L’immagine dell’Islam è diversa in Usa rispetto all’Europa?

Negli Stati Uniti tutto viene considerato da un punto di vista politico e militare. C’è spesso un punto di vista militaristico quando si tratta di risolvere problemi, il che non aiuta, come abbiamo visto con la guerra in Iraq. Devo dire che simpatizzo di più con l’approccio di Obama che con quello del suo predecessore. In Europa, invece, il problema è che si guarda ai fatti con una visione troppo secolarista, senza prendere affatto in considerazione la religione. Neanche questo modo di vedere le cose, secondo me, è ottimale. Per avere un dialogo, bisogna innanzitutto capire il punto di vista altrui e non considerarlo errato a priori. È per questo che ci sono più possibilità che un fedele musulmano comunichi e vada d’accordo con un fedele cattolico, piuttosto che con un ateo liberale.

I media occidentali stanno facendo il gioco dello Stato Islamico?

In un certo senso sì, mostrando le loro azioni senza identificarli per quello che sono: un gruppo marginale nell’universo musulmano. Quando dici “questo è lo Stato Islamico”, la gente può pensare che quello è l’Islam in forma politica. Sanno che i media assecondano la loro propaganda, e così si producono in azioni scioccanti per diventare virali. Il nuovo terrorismo usa gli strumenti del nemico a suo vantaggio.
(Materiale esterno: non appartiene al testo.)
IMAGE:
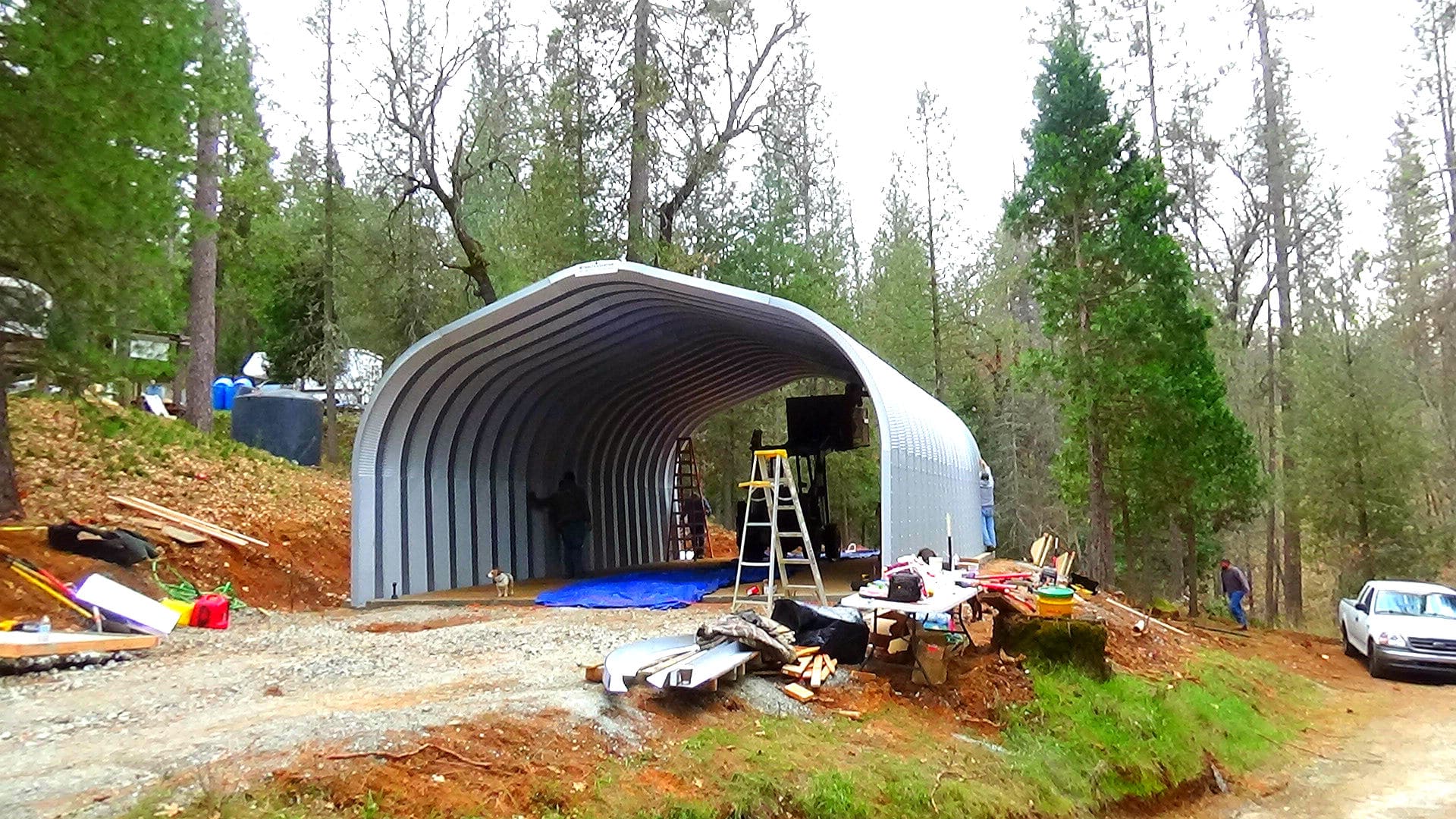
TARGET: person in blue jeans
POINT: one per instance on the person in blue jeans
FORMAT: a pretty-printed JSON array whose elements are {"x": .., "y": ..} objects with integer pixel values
[
  {"x": 571, "y": 516},
  {"x": 1237, "y": 586}
]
Perché la Turchia – il suo Paese – che è stata a lungo un esempio di modernismo islamico, sta prendendo una deriva autoritaria?

Ho sempre preso la Turchia come esempio di unione possibile tra Islam e democrazia. Sfortunatamente la Turchia non sta brillando in merito, oggi. Ma questo è un problema politico piuttosto che religioso. Il primo ministro Erdogan sta diventando autoritario, ed è un fatto. Ma, attenzione, questa non è un’attitudine che viene dalla sharia o dalla legge islamica, è solo una dinamica politica. In Turchia ci misuriamo con un Putin, non con un Khomeini. Ci confrontiamo con un leader politico che non vuole essere criticato e che vuole sempre più potere.
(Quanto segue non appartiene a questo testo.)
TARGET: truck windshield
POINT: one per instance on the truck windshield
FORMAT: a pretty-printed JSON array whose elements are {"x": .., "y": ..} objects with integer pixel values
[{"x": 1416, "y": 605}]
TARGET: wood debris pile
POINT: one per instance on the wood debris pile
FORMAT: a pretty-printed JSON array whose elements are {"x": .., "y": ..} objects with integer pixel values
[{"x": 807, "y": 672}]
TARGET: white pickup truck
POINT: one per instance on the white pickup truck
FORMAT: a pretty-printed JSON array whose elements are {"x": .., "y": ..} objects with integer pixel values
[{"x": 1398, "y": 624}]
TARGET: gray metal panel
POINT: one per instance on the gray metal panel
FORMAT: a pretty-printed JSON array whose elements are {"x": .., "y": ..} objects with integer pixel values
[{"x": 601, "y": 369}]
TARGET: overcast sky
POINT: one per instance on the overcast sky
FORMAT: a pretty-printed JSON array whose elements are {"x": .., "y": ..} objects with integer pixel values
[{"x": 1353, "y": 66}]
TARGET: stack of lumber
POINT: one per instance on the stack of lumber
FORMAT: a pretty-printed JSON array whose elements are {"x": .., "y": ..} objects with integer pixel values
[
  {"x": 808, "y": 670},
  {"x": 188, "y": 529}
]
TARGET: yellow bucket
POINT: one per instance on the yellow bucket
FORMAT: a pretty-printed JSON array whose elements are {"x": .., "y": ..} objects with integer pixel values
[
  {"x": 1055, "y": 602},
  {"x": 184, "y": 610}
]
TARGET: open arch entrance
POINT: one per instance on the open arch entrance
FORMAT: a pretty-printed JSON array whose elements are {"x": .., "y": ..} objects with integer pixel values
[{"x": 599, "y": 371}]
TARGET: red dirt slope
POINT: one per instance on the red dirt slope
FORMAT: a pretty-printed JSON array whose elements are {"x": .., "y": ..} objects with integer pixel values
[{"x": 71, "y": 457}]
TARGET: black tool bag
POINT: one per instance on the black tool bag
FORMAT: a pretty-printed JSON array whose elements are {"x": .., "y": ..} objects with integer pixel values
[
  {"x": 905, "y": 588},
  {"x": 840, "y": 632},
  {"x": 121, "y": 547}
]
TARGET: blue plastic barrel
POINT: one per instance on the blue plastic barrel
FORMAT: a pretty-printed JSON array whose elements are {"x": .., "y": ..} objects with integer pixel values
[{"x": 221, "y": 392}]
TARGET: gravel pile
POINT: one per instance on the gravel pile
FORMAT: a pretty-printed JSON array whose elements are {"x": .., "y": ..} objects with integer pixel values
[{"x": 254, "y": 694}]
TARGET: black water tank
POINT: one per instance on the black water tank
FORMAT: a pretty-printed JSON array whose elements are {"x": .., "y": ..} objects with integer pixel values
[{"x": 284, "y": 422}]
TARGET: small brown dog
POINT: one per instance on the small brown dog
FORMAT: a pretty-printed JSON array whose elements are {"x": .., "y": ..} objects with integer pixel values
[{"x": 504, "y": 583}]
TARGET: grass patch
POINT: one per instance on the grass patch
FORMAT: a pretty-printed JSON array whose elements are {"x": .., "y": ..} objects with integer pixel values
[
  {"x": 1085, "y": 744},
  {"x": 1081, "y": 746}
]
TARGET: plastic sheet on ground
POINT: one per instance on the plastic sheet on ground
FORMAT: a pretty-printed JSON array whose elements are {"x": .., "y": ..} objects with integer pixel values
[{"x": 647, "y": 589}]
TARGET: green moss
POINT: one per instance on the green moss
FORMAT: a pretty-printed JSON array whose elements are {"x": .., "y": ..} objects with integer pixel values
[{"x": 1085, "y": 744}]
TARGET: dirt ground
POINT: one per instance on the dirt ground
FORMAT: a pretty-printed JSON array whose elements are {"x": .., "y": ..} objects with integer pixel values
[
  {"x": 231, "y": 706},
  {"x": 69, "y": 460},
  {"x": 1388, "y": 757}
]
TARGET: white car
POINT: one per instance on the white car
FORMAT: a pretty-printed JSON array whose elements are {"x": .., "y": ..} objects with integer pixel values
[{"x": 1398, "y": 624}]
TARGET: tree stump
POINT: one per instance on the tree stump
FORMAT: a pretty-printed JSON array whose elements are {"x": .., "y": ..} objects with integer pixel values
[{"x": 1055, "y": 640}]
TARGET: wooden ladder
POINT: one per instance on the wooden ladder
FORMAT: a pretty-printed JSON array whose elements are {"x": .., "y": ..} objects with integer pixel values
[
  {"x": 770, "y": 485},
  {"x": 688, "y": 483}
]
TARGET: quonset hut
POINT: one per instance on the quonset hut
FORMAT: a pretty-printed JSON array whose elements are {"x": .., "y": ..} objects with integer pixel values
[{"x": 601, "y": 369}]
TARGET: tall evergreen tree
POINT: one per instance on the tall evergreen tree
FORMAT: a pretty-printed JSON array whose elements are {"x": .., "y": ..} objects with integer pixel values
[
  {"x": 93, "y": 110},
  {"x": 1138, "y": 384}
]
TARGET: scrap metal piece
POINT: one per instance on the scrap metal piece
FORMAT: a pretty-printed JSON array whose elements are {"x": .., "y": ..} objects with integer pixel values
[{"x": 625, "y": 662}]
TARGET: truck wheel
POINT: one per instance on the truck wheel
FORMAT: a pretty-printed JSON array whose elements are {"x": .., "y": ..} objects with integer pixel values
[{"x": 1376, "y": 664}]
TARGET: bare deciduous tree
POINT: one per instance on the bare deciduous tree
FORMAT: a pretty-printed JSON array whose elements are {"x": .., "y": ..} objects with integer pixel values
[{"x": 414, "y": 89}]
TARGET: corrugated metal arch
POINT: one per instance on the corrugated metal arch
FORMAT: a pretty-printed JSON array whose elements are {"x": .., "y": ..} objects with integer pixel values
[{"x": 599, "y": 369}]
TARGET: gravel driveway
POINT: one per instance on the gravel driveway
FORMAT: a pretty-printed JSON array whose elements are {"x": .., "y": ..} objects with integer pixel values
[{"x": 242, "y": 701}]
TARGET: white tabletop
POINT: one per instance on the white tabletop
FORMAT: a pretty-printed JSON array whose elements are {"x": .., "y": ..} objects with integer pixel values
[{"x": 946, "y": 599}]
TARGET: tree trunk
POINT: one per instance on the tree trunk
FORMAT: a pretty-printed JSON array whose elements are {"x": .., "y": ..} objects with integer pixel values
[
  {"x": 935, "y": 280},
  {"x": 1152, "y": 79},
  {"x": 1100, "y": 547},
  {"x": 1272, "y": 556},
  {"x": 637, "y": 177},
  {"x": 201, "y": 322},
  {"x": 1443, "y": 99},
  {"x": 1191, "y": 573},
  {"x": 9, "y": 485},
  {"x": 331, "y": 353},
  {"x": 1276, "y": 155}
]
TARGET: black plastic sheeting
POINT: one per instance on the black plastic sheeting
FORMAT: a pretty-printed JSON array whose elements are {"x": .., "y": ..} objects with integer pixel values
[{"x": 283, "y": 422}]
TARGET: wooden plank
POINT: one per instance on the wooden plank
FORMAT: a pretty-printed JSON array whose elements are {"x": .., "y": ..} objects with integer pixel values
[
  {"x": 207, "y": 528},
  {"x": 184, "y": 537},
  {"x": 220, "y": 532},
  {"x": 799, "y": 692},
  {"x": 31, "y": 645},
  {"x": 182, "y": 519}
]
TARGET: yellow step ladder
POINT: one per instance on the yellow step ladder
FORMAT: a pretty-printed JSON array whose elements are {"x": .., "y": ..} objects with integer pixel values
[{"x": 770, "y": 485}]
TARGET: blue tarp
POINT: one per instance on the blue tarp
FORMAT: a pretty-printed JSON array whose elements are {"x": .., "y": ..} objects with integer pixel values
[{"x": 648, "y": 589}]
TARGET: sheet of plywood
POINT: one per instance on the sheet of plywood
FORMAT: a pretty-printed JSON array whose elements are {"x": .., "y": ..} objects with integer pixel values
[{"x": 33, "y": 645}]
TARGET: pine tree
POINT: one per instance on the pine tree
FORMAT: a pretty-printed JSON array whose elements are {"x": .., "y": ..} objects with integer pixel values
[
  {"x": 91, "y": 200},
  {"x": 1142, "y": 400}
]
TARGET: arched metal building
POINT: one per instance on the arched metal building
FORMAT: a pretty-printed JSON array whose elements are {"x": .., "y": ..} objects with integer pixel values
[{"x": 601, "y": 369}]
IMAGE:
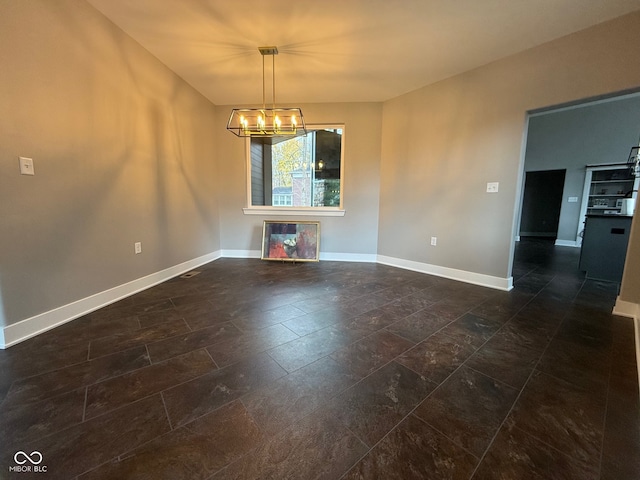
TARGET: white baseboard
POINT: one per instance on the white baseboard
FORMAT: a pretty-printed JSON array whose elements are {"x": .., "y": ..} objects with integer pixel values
[
  {"x": 451, "y": 273},
  {"x": 566, "y": 243},
  {"x": 30, "y": 327},
  {"x": 241, "y": 253},
  {"x": 626, "y": 309},
  {"x": 349, "y": 257}
]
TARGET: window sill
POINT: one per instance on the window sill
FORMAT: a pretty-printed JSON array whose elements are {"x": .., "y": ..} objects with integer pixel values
[{"x": 292, "y": 211}]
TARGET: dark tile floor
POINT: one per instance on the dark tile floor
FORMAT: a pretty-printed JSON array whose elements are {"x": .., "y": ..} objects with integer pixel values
[{"x": 266, "y": 370}]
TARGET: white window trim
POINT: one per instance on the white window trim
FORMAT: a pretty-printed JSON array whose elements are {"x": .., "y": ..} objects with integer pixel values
[{"x": 292, "y": 211}]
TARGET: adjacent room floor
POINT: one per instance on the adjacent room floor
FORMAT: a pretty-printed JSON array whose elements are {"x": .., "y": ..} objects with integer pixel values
[{"x": 265, "y": 370}]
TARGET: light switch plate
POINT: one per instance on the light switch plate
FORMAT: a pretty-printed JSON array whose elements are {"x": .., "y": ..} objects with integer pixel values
[
  {"x": 26, "y": 166},
  {"x": 492, "y": 187}
]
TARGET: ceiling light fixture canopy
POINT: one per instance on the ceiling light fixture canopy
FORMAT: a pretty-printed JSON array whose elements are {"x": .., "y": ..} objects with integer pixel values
[{"x": 267, "y": 122}]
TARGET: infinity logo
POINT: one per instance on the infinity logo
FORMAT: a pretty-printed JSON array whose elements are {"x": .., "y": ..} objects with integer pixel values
[{"x": 35, "y": 458}]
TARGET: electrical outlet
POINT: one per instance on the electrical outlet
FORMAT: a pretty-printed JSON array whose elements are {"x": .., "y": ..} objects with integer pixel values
[
  {"x": 492, "y": 187},
  {"x": 26, "y": 166}
]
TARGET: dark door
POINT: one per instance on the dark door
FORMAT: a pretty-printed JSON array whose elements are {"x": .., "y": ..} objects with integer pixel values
[{"x": 541, "y": 203}]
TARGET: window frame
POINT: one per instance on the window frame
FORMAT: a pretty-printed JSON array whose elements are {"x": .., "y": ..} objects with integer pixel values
[{"x": 275, "y": 210}]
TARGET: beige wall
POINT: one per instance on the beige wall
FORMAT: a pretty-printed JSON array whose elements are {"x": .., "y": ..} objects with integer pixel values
[
  {"x": 126, "y": 151},
  {"x": 123, "y": 152},
  {"x": 441, "y": 144},
  {"x": 356, "y": 233}
]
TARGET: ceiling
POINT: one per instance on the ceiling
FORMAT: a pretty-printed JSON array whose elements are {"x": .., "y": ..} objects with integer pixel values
[{"x": 343, "y": 50}]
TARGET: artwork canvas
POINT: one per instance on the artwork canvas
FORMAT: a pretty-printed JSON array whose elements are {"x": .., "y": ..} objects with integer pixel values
[{"x": 291, "y": 241}]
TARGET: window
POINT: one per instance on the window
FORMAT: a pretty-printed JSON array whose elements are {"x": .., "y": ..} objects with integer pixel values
[{"x": 297, "y": 172}]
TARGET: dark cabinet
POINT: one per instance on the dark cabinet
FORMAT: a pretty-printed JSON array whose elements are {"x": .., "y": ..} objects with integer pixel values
[{"x": 604, "y": 246}]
Tuttavia, Erdogan ha provato, dopo le primavere arabe, a trasformare la Turchia in un punto di riferimento per gli Stati della regione. Forse non in un riferimento religioso, ma in un riferimento per l’Islam politico. Questo non compromette il percorso che dovrebbe condurre a un Islam liberale?

Può comprometterlo e lo sta già compromettendo. Erdogan e il suo partito (Akp) non si sono riformati nel modo in cui speravamo, prendendo in molte occasioni una deriva di tipo islamista. Non sono sicuramente felice della piega che ha preso la Turchia, ma abbiamo una storia lunga: forse è solo il collo di bottiglia da cui dobbiamo passare per entrare in un futuro migliore.